The One Piece of Slightly Newsy News From Obama’s Press Conference

Reporters try to ask one more question to President Barack Obama as he walks away after spesking to the media media at the White House, March 1, 2013 in Washington, DC.

Photo by Mark Wilson/Getty Images

For a few weeks now, in between rounds of the dopey “sequester blame game,” Republicans have quietly discussed a face-saving fix to the whole.

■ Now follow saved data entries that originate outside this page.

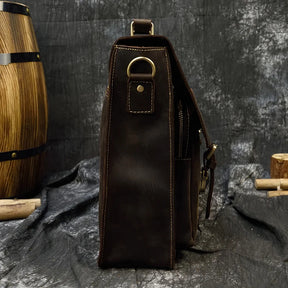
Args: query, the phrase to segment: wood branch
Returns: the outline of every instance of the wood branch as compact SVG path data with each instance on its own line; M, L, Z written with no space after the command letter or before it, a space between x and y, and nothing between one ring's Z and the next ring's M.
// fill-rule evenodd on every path
M0 199L0 207L3 205L15 205L15 204L25 204L25 203L34 203L35 207L38 208L41 206L41 199L32 198L32 199Z
M3 204L0 206L0 220L22 219L35 210L35 203Z
M277 190L277 191L268 191L267 197L278 197L278 196L288 196L288 191Z
M272 155L270 175L271 178L288 178L288 153Z
M269 189L287 189L288 179L256 179L255 188L258 190L269 190ZM286 187L286 188L285 188Z

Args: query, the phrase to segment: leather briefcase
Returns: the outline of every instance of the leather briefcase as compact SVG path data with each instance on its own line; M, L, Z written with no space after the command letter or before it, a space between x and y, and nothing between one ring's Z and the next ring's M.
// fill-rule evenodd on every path
M134 20L111 51L100 137L102 268L172 269L176 247L195 241L208 174L209 217L217 146L171 43L153 30L150 20Z

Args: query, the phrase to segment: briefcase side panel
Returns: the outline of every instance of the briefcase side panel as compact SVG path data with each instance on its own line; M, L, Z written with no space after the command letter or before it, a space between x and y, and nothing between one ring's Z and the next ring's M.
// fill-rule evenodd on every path
M127 109L131 85L126 67L136 57L147 57L156 67L155 89L151 89L154 103L149 113ZM99 265L173 268L174 111L166 48L116 45L109 87Z
M106 94L103 101L102 107L102 117L101 117L101 125L100 125L100 193L99 193L99 230L100 235L102 233L102 223L103 223L103 208L104 208L104 200L105 200L105 172L106 172L106 147L107 147L107 133L108 133L108 115L109 115L109 94L110 89L107 87Z

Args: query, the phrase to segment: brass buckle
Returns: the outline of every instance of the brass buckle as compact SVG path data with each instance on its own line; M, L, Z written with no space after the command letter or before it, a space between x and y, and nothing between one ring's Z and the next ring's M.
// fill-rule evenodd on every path
M147 57L143 57L143 56L140 56L140 57L136 57L134 59L131 60L131 62L128 64L127 66L127 76L130 77L131 76L131 72L130 72L130 69L131 69L131 66L137 62L137 61L141 61L141 60L144 60L146 62L148 62L150 65L151 65L151 68L152 68L152 78L155 76L155 73L156 73L156 67L155 67L155 64L154 62L147 58Z
M204 168L202 168L200 172L200 187L199 187L200 192L205 192L205 189L208 184L208 178L209 178L208 172Z
M135 35L135 30L134 30L134 21L131 22L131 25L130 25L130 35L131 36L134 36ZM151 29L149 31L149 34L150 35L154 35L154 24L153 22L151 22Z
M215 153L217 147L218 146L216 144L214 144L214 143L212 144L211 150L209 151L209 153L208 153L208 155L206 157L207 160L209 160L213 156L213 154Z

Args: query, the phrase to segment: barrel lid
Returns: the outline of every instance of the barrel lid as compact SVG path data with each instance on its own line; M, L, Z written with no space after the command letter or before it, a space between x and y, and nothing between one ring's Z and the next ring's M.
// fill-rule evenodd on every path
M0 1L0 12L1 11L30 16L29 7L18 2Z

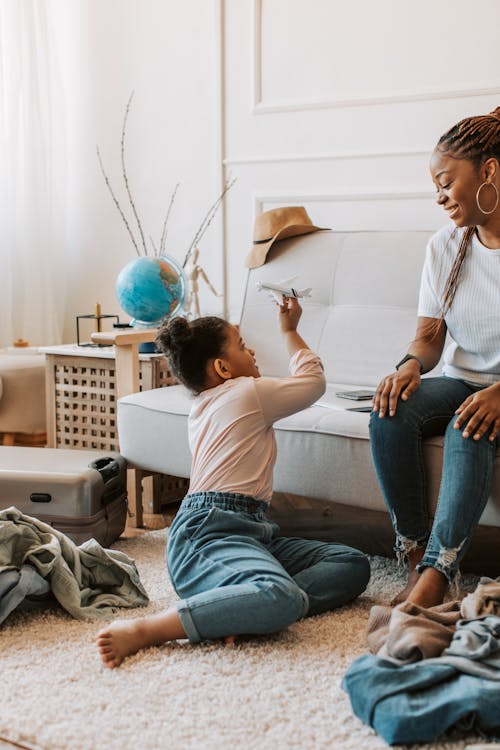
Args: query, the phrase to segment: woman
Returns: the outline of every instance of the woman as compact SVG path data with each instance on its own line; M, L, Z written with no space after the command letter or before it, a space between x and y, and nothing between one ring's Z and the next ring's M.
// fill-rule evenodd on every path
M415 339L378 386L372 455L409 564L393 604L440 604L488 500L500 432L500 107L467 117L439 140L430 171L452 224L430 240ZM441 377L421 379L446 348ZM422 440L444 434L429 533Z

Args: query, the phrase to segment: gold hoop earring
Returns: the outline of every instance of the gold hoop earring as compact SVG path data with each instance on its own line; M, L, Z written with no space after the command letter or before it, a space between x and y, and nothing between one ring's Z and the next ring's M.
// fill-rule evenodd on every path
M481 192L481 190L484 188L485 185L488 185L488 187L492 187L494 189L495 195L497 197L497 199L495 201L495 205L493 206L493 208L491 209L491 211L485 211L484 208L481 208L481 205L479 203L479 193ZM481 213L485 214L486 216L488 216L489 214L494 213L497 210L497 206L498 206L498 190L497 190L497 186L495 185L494 182L486 182L485 181L481 185L479 185L479 187L477 189L477 193L476 193L476 203L477 203L477 207L481 211Z

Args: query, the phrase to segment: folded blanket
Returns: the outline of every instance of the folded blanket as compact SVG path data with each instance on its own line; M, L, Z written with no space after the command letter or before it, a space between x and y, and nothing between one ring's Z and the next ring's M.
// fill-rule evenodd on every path
M14 575L5 575L9 571ZM77 619L105 618L110 607L139 607L149 601L134 561L123 552L104 549L95 539L77 547L17 508L0 511L0 623L24 596L46 590L41 579Z

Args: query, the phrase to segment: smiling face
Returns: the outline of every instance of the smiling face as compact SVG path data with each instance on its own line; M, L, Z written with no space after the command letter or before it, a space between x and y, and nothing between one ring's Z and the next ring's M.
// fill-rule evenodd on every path
M485 215L476 203L476 193L484 182L483 168L468 159L456 159L435 149L430 171L436 186L437 204L457 227L483 224Z
M469 159L458 159L436 148L431 156L430 172L436 186L437 204L457 227L486 226L490 222L492 214L484 211L493 209L497 200L493 190L498 177L497 159L486 159L477 167ZM481 211L476 195L484 182L488 186L484 186L481 192L481 207L484 209Z

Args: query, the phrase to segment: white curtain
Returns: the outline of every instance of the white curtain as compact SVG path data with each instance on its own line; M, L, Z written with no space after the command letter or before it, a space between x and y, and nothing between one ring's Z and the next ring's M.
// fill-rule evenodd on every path
M62 341L64 120L50 0L0 0L0 346Z

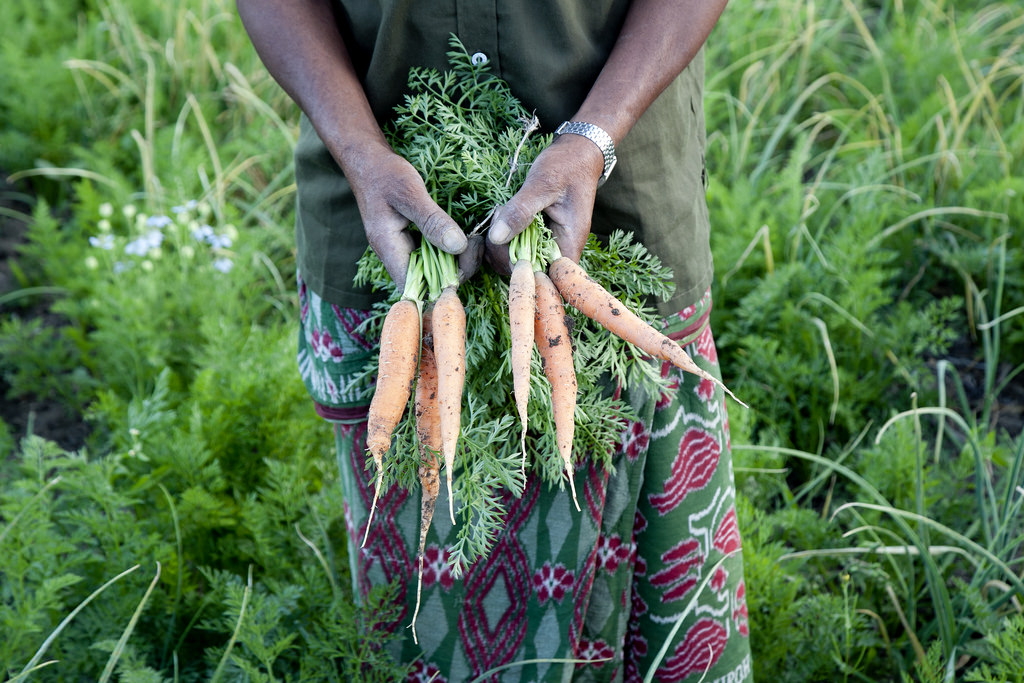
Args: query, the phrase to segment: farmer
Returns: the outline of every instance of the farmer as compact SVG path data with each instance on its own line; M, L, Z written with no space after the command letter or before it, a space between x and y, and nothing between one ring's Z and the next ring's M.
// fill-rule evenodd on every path
M376 585L396 590L393 626L403 635L391 654L415 661L414 680L466 681L513 662L493 680L640 680L684 613L656 680L750 679L725 403L692 375L672 375L677 391L638 406L642 419L622 435L615 476L580 465L582 512L566 492L528 485L510 501L493 552L461 579L445 562L454 532L436 515L418 644L403 628L416 593L416 497L385 491L359 545L373 488L363 453L369 401L354 378L372 340L355 329L375 298L352 277L367 244L401 287L410 224L460 255L464 275L484 251L507 270L506 245L537 212L573 259L591 231L632 228L675 275L675 294L659 309L665 331L718 373L708 328L702 46L724 5L238 0L262 60L303 113L299 364L318 412L335 424L353 588L357 599ZM486 245L467 242L381 130L411 66L446 68L452 34L536 112L542 132L558 129L518 194L498 207ZM445 495L442 487L438 509ZM540 661L552 659L594 661Z

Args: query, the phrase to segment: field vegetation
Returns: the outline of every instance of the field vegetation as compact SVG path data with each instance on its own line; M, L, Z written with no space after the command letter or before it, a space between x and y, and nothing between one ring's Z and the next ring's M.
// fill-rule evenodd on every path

Yes, the sequestration goes into effect today. Nothing they can do there. But later this month, they have to vote on a continuing resolution to fund the government for the rest of the year. They could write that in a way that hits the new, lower spending limits, but funds the programs they like. There are still limitations, enforced by the Budget Control Act, but it’s another way to give the president the authority to move cuts around.

Today, in a clipped statement and a wide-ranging press conference, John Boehner and Barack Obama sort of ambled closer to this resolution. Boehner said that the House would pass a new CR at the end of next week. Obama, prodded by reporter Zachary Goldfarb, did not rule out signing the law—even if it contained the cuts enforced by sequestration. “If the CR arrives on my desk and is reflective of the commitments that we previously made,” said the president, “then obviously I would sign it.”

This would basically get Congress off the ledge it built for itself. Neither party has proposed a new long-term, 10-year fix to all of sequestration’s cutbacks. Such a fix, as Obama said again today, would probably have to include entitlement cuts and tax hikes. “There are members of my party who violently disagree that we should do anything on Medicare,” said the president. That’s true. That’s why all of this year’s sequestration fixes have only applied to this year’s cuts, and none of them have touched entitlements. Obama’s tentatively agreeing to a plan that would hand Republicans the dollar amount of cuts that they want, while punting on the entitlement cuts that Democrats don’t want.